MassHousing's expanded zero-interest $25,000 down-payment assistance program closed five days early — on July 2, 2026 — after strong demand allowed it to support more than 1,200 additional first-time buyers since its April launch. The 0% interest rate option is no longer available, but MassHousing's standard first-time-buyer assistance program (offering up to $30,000 in deferred assistance) remains open at masshousing.com for buyers who lock a MassHousing mortgage loan.

What it means for you: If you were counting on the zero-interest tier, that door has closed. But the standard program with up to $30,000 is still active — contact a MassHousing-approved lender now to see what terms you qualify for before any further changes happen.

Source: Massachusetts Executive Office of Housing and Livable Communities / MassHousing

SeasonalFL

Florida Hurricane Season: NOAA Projects Below-Normal Activity as Citizens Insurance Cuts Rates 8.7% Statewide

NOAA's official May 2026 Atlantic hurricane season outlook predicts a below-normal season for the first time in four years, driven by an El Niño event assessed at an 82% chance of forming by summer.
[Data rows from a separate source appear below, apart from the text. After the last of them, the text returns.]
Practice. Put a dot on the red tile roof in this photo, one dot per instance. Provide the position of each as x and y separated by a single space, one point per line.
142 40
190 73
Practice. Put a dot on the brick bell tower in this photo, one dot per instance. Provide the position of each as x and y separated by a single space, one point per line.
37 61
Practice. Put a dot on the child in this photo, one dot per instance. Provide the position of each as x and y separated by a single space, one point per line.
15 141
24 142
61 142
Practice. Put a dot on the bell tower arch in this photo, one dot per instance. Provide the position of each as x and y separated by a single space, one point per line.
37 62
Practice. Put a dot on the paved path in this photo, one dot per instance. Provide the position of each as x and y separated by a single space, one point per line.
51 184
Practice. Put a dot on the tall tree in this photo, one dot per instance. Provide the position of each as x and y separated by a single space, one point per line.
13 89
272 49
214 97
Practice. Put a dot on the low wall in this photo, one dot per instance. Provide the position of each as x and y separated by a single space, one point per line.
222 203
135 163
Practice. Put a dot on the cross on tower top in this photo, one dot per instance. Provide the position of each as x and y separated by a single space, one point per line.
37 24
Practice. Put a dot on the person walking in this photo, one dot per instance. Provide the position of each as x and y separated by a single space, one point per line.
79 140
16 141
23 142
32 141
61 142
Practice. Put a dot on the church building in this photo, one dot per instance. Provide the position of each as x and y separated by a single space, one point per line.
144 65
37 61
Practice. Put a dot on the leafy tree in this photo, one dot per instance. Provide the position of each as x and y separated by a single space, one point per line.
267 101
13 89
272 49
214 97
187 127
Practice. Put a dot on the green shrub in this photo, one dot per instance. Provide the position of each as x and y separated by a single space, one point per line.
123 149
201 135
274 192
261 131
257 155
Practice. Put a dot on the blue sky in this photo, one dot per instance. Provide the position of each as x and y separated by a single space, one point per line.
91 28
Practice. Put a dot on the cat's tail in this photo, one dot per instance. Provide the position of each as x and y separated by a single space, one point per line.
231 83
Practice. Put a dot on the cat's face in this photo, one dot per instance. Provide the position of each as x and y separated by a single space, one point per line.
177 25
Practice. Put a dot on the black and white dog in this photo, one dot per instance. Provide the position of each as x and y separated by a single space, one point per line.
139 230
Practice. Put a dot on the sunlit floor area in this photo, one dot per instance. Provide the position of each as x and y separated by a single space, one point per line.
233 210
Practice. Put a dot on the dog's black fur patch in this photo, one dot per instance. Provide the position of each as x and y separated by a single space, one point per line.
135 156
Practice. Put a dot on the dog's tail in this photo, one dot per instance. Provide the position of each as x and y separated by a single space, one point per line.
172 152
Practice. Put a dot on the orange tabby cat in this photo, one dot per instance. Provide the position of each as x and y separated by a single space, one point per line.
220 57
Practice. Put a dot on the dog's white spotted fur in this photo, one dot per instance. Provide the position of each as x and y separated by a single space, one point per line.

Colorado State University forecasts 13 named storms and 2 major hurricanes, putting the probability of a major-hurricane U.S. landfall at just 32% versus the 43% historical average. Simultaneously, Florida's Citizens Property Insurance — the state-backed insurer of last resort — is implementing an average 8.7% statewide rate reduction in 2026, with deeper cuts in Broward County (14.1%) and Miami-Dade (13.9%). Reinsurance broker Guy Carpenter reported risk-adjusted Florida property catastrophe pricing down roughly 15–20% at June 2026 renewals.

What it means for you: Florida homeowners are in the best insurance environment in years — but premiums still average $4,000–$6,000 annually, far above the national norm. With the updated wind-mitigation inspection form (revised April 2026), a fresh inspection could unlock premium credits you're currently not receiving. Standard homeowners policies still exclude flood damage — a separate policy is essential.